There Was an Extra Place at the Table for My Late Husband—That’s When My Son Went Pale

19

The apple pie was still warm in my hands when I stepped through Michael’s front door, the glass dish fogging slightly at the edges. I’d baked it that afternoon the way I always did—Granny Smith apples with just enough cinnamon, a lattice crust that Robert used to say looked like something from a magazine even though my hands always shook when I wove the strips together. Two years after his death, I still baked as if he might walk into the kitchen and cut himself a slice before it cooled, still measured the nutmeg the way he liked it, still left the edges a little darker because he always ate those pieces first.

“Mom, you made it,” Michael said, taking the dish from me with a smile that didn’t quite reach his eyes.

There was something tight in his expression, something rehearsed in the way he kissed my cheek. I told myself it was stress from work, that thirty-four-year-old men with demanding jobs and four-year-old daughters were allowed to look tired on a Friday evening.

“Of course I made it,” I said, smoothing down my navy dress. “You invited me to dinner.

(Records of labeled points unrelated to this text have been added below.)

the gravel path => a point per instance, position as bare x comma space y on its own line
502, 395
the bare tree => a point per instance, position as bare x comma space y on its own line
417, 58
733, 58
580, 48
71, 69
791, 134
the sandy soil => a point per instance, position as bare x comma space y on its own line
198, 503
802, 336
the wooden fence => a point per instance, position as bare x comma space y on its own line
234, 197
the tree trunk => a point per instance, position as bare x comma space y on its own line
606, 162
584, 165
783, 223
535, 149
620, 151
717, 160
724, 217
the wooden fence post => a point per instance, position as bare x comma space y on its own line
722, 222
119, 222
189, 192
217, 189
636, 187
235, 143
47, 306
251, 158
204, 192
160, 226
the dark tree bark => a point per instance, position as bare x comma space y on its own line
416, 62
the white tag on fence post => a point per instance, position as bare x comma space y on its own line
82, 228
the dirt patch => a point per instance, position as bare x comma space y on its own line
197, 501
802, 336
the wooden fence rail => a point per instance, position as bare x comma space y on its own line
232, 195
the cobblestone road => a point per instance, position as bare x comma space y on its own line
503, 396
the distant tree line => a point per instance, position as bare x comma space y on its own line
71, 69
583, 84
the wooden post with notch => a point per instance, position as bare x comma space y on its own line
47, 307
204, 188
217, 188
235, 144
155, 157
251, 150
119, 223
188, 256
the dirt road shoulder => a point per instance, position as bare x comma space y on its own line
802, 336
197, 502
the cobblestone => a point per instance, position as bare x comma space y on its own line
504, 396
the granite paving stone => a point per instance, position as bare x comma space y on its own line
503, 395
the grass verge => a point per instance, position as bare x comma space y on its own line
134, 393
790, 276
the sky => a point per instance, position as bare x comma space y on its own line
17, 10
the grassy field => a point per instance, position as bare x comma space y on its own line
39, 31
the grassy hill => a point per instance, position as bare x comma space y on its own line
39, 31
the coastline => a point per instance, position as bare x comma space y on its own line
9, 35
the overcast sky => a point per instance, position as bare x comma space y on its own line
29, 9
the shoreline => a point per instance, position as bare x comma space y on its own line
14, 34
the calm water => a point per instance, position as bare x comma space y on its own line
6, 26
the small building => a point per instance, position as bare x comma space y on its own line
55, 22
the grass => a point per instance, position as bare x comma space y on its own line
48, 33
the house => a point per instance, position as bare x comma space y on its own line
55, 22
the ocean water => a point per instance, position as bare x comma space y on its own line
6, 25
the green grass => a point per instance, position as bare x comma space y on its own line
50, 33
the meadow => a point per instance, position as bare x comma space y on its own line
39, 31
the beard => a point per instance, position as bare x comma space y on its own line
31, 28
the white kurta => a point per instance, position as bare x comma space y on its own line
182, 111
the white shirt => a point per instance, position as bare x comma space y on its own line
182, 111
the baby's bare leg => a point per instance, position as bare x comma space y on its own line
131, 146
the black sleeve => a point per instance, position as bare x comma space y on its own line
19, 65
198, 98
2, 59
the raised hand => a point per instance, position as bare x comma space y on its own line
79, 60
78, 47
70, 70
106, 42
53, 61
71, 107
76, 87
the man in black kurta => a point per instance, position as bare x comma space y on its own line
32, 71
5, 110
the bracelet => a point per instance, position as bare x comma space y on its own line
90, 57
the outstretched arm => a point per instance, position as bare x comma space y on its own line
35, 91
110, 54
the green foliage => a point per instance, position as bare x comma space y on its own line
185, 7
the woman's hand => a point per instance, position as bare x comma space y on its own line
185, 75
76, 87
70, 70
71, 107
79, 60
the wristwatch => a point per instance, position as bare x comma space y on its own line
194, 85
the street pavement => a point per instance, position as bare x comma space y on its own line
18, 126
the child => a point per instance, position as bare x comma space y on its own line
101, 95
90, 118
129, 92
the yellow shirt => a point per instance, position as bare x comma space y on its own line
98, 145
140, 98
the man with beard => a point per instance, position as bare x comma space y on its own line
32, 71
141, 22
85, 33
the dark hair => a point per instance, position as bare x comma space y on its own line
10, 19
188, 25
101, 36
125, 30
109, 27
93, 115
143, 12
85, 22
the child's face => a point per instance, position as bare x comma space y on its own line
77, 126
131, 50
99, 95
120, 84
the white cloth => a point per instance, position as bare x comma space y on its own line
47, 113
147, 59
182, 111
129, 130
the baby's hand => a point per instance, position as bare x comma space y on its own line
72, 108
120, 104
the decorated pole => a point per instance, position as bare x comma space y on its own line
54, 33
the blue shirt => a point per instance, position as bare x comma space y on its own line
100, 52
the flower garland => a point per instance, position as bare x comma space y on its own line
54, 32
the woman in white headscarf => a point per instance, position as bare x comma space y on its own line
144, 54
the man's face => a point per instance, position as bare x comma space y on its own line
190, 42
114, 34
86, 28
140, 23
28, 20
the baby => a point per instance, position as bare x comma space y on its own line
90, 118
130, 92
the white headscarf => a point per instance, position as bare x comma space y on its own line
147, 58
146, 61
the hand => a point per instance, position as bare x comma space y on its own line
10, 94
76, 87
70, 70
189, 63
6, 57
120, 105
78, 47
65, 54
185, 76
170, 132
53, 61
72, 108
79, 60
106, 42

I’m not going to show up empty-handed.”

Vanessa appeared from the kitchen in pressed slacks and a cream sweater that probably cost more than my monthly utility bill.

Everything about my daughter-in-law was polished—her highlighted hair, her manicured nails, the way she moved through rooms like she was being filmed for a lifestyle blog. She smiled at me with her perfect white teeth, but her eyes had that same tightness Michael’s did. “Brittney, you shouldn’t have,” she said, taking the pie.

“We already have dessert.”

Something in her tone made my stomach flutter uncomfortably.

Not quite dismissive, but not quite welcoming either. Like I’d brought something to a party where the menu had already been finalized without me.

The house smelled like roast chicken and rosemary, warm and inviting in the way that expensive candles try to replicate but never quite achieve. Classical music drifted from a speaker somewhere, something with strings that I didn’t recognize.

Michael and Vanessa’s home always felt like a showroom to me—everything coordinated, nothing out of place, the kind of house where you worried about leaving fingerprints on the stainless steel appliances.

“Where’s Emma?” I asked, looking past them for my granddaughter’s wild curls and gap-toothed grin. “Sleepover at Madison’s house,” Vanessa said quickly. “We thought it would be nice to just have the adults tonight.